Maybe I'm just getting older, and my tastes for standard superhero nonsense is diminishing. God, this theme has been popping up a lot in my reviews.
Ex Machina is a fantastic series, despite its overly poppy dialogue, and its reliance on superhero tropes. A more daring series could have done away with 50 percent of the superhero stuff and remained engaging, topical and awesome.
Despite the surprises contained within this series being spoiled by every other series, I thoroughly enjoyed Gotham Central. Greg Rucka and Ed Brubaker created an amazing cast that uses the established Batman cast and forges its own tone and voice.
It's a police procedural at its heart, and it succeeds mightily. Each little arc is a mystery, and sometimes the solution features a fantastical Batman villain. Sometimes, it's just a sad story about sad little people.
The best part of the book, other than its engaging cast, is the use of Batman. The Caped Crusader is used sparingly, and his appearances are effective and powerful. He's never shown in any other light than supreme badass just materializing out of nowhere in the nick of time. He's also a huge dick to people.

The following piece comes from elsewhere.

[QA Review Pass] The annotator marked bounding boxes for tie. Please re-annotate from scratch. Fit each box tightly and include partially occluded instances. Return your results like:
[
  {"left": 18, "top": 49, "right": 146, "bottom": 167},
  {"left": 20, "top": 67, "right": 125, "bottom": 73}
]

The dynamic between the police and the Batman is very complicated, and this gives the series even more depth. Some cops like him, some cops hate him. They resent that they need Batman to survive such a city. They applaud him for capturing thugs, but they're angry when cops die in the line of duty and Batman does nothing to recognize it.
Of the huge cast, two of the best characters are Renee Montoya and Cris Allen, both of whom go on to bigger things in the future. But their origins as down to earth city cops with real lives and real families and real problems suits them best.
The big surprises are that Montoya is gay, which I've known since forever, and that Crispus Allen gets murdered, which shouldn't be a surprise because he becomes the spirit of vengeance, The Spectre, which is a very boring turn of events for Allen.
Anyways, this series rules, but it suffers from a couple problems. Firstly, the art is uneven after the main artist leaves the book. Secondly, the cast is fairly large, and I had trouble keeping track of everybody and their role in the large police department. But that might be me and not the book.
So there you have it - I read three full series and reviewed them for this blog. The best of the trio was Ex Machina, even with reservations, followed by Gotham Central and finally the not so great Planetary.